Allder opened Kingdom’s door. ‘Francis Wren,’ he muttered, ‘wants to say hallo.’
Kingdom reached forward. Wren had an awkward, slightly wooden handshake.
‘I understand you and Annie …’ he nodded towards the chapel of rest. ‘I just wanted to say how sorry I was to hear the news. How sorry we all were.’
Kingdom began to thank him but he stepped back, turning away, pulling on the raincoat against the bitter wind blowing off the river. The policeman helped Kingdom into the wheelchair and Kingdom caught Allder’s arm as he tossed the file into the back of the car and closed the door.
‘What was all that about?’
Allder looked down at him. ‘Cousins kept strange company,’ he said, ‘Ulster Unionists and the odd cabinet minister. Tory Central Office too, the backroom boys, one or two of the blokes who really matter. He did them all a lot of favours. Ending with Willoughby Grant.’ He smiled. ‘I don’t think there’ll be a problem with Five any more.’
The service lasted barely half an hour, a couple of dozen mourners scattered amongst the rows of seats. The pallbearers from the undertakers shouldered the coffin and walked slowly down the aisle. The organist played a hymn and when it came to talk about Annie’s life the priest did his best with what few facts he’d been able to gather.

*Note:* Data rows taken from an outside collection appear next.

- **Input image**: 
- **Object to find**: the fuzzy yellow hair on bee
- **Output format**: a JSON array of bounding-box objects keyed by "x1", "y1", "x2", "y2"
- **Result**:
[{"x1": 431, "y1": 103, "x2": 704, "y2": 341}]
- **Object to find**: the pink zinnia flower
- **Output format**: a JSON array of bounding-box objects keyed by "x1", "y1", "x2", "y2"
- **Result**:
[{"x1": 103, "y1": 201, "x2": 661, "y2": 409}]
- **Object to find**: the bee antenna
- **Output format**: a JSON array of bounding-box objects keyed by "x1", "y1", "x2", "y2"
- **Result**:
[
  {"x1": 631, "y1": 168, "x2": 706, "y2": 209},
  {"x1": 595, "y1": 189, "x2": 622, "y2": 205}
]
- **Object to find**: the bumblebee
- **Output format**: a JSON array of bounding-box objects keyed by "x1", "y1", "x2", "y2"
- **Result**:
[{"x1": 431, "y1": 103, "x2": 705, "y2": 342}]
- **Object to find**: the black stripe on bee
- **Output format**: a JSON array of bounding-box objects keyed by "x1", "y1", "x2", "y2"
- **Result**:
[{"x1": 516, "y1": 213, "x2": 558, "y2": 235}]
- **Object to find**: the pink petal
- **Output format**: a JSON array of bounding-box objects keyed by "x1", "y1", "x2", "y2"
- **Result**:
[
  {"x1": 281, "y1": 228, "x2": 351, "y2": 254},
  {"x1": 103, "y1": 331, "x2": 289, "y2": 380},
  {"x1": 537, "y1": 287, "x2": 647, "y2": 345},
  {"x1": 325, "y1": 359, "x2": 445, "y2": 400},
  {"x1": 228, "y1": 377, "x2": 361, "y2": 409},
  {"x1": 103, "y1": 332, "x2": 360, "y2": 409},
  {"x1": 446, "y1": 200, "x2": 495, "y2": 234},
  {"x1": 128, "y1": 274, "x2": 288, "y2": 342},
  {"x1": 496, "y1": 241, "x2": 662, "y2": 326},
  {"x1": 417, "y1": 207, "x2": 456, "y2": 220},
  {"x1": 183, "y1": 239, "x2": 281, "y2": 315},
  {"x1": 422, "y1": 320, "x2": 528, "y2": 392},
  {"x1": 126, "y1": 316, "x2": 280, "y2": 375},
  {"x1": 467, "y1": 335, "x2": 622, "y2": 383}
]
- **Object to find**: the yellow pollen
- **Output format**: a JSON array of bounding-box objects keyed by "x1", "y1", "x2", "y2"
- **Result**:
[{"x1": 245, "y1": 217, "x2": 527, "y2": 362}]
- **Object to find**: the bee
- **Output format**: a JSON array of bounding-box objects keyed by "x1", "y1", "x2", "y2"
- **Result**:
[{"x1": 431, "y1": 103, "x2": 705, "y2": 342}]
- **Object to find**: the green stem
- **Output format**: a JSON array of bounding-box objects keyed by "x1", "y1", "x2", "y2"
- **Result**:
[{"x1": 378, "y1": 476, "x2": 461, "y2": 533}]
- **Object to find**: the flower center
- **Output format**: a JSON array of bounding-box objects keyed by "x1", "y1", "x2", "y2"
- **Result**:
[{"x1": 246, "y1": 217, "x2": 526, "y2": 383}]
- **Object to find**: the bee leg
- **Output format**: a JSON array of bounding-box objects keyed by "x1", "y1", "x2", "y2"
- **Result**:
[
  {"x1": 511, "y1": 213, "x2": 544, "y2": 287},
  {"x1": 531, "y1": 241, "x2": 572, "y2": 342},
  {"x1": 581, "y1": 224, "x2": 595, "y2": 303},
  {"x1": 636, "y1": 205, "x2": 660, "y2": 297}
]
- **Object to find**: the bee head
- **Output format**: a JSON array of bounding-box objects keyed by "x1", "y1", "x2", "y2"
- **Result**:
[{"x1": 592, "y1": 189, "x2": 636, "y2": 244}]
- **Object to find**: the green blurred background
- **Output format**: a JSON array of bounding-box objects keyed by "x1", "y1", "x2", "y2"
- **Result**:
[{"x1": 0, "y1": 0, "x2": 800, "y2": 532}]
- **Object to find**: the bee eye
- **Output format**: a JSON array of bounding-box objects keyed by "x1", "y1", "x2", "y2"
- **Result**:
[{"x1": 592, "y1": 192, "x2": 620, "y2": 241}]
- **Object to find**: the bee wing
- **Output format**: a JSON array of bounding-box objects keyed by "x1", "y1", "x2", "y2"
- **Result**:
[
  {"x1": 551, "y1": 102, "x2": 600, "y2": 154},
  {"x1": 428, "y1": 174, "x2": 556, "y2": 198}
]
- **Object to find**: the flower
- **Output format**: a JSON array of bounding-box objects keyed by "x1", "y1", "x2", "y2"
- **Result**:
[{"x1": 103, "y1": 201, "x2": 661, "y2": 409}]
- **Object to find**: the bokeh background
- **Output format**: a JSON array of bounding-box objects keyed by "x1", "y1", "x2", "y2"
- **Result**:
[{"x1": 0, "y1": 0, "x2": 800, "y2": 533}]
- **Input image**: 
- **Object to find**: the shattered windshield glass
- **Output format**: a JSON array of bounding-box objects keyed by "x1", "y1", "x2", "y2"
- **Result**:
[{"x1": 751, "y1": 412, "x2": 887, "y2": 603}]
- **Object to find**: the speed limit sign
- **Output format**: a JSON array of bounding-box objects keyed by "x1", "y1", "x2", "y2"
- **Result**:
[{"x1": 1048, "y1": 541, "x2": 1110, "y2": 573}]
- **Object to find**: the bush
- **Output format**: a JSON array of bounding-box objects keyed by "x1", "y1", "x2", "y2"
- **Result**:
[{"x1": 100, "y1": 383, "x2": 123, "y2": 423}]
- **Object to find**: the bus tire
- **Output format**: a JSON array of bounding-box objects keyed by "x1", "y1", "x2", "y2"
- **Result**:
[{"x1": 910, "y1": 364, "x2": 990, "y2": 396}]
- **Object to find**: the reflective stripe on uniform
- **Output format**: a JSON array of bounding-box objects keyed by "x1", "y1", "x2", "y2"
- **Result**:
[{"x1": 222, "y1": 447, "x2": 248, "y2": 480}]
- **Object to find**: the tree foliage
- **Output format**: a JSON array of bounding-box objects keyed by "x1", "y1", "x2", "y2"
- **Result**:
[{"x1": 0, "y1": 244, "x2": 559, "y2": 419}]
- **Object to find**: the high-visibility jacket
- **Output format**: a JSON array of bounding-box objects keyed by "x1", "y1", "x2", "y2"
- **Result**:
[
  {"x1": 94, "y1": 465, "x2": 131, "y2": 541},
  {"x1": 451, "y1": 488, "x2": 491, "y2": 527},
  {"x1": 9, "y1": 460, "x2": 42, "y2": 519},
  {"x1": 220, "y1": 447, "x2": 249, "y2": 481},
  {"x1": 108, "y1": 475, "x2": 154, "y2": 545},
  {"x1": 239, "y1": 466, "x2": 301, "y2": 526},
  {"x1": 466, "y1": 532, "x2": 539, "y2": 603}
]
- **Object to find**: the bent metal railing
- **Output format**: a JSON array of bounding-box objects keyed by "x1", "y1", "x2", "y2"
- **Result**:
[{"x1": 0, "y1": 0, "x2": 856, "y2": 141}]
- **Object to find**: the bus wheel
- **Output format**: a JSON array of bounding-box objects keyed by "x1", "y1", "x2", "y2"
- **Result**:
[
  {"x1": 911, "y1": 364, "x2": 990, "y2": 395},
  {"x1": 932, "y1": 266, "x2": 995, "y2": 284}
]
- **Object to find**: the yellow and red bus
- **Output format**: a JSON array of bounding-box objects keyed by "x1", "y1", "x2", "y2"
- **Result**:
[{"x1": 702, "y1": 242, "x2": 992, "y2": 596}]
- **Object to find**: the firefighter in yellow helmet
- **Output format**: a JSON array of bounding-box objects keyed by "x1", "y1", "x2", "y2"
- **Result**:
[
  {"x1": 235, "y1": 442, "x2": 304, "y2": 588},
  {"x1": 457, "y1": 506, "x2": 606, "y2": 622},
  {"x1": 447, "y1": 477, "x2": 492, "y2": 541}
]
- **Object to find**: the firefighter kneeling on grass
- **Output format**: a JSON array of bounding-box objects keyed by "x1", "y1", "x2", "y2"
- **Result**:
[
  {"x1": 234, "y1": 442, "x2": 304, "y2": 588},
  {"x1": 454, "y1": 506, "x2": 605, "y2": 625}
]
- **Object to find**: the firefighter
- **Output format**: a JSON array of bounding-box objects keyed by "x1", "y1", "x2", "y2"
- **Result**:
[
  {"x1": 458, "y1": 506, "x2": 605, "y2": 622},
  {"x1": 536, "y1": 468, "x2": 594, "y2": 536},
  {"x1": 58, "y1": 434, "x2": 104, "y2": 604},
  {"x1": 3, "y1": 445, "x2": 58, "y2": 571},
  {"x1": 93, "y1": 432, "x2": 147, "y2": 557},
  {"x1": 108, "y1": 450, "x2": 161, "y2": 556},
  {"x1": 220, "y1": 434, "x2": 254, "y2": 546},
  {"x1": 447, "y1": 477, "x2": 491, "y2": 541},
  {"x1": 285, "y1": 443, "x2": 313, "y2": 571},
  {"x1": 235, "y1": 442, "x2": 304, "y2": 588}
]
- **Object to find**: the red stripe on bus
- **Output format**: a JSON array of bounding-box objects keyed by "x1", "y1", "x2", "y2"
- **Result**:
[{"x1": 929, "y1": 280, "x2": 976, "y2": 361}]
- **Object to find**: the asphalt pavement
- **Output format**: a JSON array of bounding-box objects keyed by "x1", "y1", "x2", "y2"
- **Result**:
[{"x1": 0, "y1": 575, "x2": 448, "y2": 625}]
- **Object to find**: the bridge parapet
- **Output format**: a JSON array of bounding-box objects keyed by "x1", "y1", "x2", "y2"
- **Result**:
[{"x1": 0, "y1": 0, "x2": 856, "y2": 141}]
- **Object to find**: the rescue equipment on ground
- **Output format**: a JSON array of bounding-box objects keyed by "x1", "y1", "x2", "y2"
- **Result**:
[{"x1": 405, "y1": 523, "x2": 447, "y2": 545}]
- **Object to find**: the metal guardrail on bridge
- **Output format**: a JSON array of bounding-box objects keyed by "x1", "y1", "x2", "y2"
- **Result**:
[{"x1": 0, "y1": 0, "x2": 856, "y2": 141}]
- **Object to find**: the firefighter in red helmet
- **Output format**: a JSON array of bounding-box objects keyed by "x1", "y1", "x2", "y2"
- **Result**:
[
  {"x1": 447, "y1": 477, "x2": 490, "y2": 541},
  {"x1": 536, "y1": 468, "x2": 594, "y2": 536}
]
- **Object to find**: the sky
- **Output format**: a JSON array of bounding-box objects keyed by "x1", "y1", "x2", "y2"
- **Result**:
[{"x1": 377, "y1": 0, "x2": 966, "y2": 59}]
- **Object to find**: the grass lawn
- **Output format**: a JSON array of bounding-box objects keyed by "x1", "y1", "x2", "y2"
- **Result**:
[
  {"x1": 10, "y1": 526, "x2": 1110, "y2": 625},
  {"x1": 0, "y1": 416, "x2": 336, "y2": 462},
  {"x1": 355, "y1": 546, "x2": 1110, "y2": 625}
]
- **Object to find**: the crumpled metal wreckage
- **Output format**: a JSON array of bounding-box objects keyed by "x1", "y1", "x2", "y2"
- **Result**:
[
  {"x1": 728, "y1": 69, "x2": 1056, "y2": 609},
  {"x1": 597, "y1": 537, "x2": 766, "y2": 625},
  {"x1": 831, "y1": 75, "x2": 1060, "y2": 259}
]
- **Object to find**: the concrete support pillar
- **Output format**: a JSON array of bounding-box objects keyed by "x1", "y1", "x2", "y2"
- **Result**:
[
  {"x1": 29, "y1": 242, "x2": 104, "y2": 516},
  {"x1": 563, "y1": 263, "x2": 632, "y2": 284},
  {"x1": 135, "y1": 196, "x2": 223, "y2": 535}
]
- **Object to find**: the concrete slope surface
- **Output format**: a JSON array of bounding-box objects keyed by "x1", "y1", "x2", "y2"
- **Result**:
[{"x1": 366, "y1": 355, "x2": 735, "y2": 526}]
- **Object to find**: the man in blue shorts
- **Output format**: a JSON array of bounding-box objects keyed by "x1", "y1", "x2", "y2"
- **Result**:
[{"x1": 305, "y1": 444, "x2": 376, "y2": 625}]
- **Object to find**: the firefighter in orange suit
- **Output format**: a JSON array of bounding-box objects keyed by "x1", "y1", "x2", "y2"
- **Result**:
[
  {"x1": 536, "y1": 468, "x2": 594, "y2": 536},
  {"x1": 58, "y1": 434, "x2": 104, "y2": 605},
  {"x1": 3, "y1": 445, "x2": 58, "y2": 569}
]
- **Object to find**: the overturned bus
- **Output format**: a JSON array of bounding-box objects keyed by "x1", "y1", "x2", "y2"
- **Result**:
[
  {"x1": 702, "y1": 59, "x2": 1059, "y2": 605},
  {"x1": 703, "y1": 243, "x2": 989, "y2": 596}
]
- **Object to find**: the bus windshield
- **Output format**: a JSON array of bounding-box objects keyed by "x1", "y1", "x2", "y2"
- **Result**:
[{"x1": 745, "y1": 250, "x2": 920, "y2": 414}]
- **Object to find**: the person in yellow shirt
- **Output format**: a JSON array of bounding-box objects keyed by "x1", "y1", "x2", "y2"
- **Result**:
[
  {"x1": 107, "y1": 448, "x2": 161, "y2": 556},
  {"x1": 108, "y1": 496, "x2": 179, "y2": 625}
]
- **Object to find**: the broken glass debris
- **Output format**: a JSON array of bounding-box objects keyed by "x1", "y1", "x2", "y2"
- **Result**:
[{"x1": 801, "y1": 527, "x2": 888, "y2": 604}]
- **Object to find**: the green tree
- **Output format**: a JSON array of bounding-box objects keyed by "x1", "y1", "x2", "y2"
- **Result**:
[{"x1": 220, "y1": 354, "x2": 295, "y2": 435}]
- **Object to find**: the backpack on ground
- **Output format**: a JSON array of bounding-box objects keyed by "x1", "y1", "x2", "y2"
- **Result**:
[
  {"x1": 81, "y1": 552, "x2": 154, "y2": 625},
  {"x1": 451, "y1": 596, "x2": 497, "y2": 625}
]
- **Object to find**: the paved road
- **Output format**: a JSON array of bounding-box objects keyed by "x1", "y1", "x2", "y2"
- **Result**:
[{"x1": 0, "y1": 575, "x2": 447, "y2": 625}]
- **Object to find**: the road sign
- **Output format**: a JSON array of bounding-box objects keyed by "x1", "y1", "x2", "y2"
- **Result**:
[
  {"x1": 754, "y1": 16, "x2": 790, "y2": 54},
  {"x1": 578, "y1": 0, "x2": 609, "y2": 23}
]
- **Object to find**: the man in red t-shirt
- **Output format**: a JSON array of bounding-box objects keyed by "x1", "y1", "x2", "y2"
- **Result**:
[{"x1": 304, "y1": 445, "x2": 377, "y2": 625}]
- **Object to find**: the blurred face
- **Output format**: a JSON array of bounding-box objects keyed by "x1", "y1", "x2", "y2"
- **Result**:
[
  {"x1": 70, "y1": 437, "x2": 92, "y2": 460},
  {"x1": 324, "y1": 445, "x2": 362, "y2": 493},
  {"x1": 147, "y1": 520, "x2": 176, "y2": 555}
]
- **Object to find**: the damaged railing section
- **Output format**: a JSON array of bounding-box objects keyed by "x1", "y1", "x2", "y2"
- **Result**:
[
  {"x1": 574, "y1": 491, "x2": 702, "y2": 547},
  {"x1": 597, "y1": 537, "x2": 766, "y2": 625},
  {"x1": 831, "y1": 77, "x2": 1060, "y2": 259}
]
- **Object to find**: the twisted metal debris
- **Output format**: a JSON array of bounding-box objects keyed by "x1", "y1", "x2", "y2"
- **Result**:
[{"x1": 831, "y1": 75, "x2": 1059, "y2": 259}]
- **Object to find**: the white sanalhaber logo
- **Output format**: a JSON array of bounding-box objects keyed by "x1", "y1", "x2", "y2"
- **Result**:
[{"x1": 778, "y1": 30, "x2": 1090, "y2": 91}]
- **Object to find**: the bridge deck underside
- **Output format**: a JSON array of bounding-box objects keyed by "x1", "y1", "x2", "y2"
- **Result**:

Annie had evidently been born in Dartford. Her father had disappeared early on and her mother had died when she was scarcely four but she’d stayed in the area, brought up by an aunt. The aunt, sadly, had recently died as well leaving, Kingdom concluded, absolutely no one. As the priest intoned the final committal and the curtains closed behind the coffin, he felt a chill steal over him. It shouldn’t have been like this, so cold, so cheerless. Not if he’d been bolder, more assertive. Not if he’d thought a little harder and cared a little less. The organist reached up for a bank of audio switches on a panel above his keyboard, and Kingdom suddenly found himself listening to the song he’d lived with for the best part of a year.